Enlarge (credit: Aurich Lawson/Jonathan Gitlin/Getty Images)

Apple spent roughly $1 billion a year on its car project before canceling it last month, according to a report in Bloomberg. The project, which apparently made as little sense to many inside Apple as it did to outside observers, began in 2014 as the tech giant looked for a new revenue stream to supplement its hardware and software businesses. But grand plans for a fully autonomous vehicle were never able to overcome the various technical challenges, and prototypes only ever ran on a closed-course test track.

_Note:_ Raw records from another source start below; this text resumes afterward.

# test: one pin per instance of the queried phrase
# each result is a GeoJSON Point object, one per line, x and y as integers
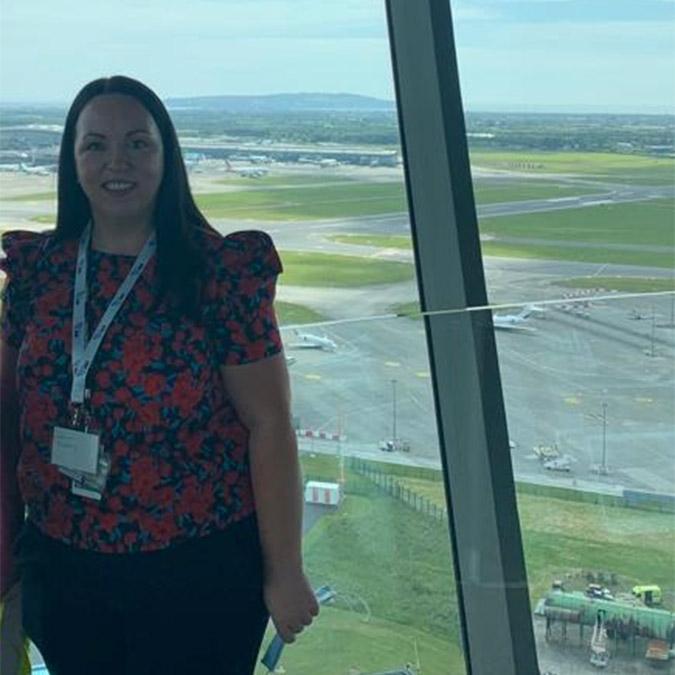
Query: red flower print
{"type": "Point", "coordinates": [154, 384]}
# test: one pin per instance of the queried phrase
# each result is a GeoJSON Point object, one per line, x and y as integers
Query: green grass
{"type": "Point", "coordinates": [349, 550]}
{"type": "Point", "coordinates": [329, 199]}
{"type": "Point", "coordinates": [494, 192]}
{"type": "Point", "coordinates": [301, 203]}
{"type": "Point", "coordinates": [274, 180]}
{"type": "Point", "coordinates": [291, 313]}
{"type": "Point", "coordinates": [379, 553]}
{"type": "Point", "coordinates": [378, 240]}
{"type": "Point", "coordinates": [621, 284]}
{"type": "Point", "coordinates": [32, 197]}
{"type": "Point", "coordinates": [637, 223]}
{"type": "Point", "coordinates": [638, 169]}
{"type": "Point", "coordinates": [340, 639]}
{"type": "Point", "coordinates": [562, 537]}
{"type": "Point", "coordinates": [578, 254]}
{"type": "Point", "coordinates": [326, 270]}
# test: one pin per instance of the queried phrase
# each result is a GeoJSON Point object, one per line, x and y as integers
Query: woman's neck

During his tenure as CEO, the late Steve Jobs contemplated Apple getting into the automotive world, an idea that did not survive the global financial crisis of 2008. But by 2013, Apple executives thought this could be "one more example of Apple entering a market very late and vanquishing it."

At first, the company considered simply acquiring Tesla—at the time the startup automaker was worth just under $28 billion, a fraction of the annual profit that Apple was raking in even then. It is suggested that Musk standing down from Tesla was a sticking point, and talks ended. Later, in 2017 Musk apparently tried to interest Apple in buying Tesla, which at the time was mired in Model 3 "production hell," but current Apple CEO Tim Cook refused the meeting.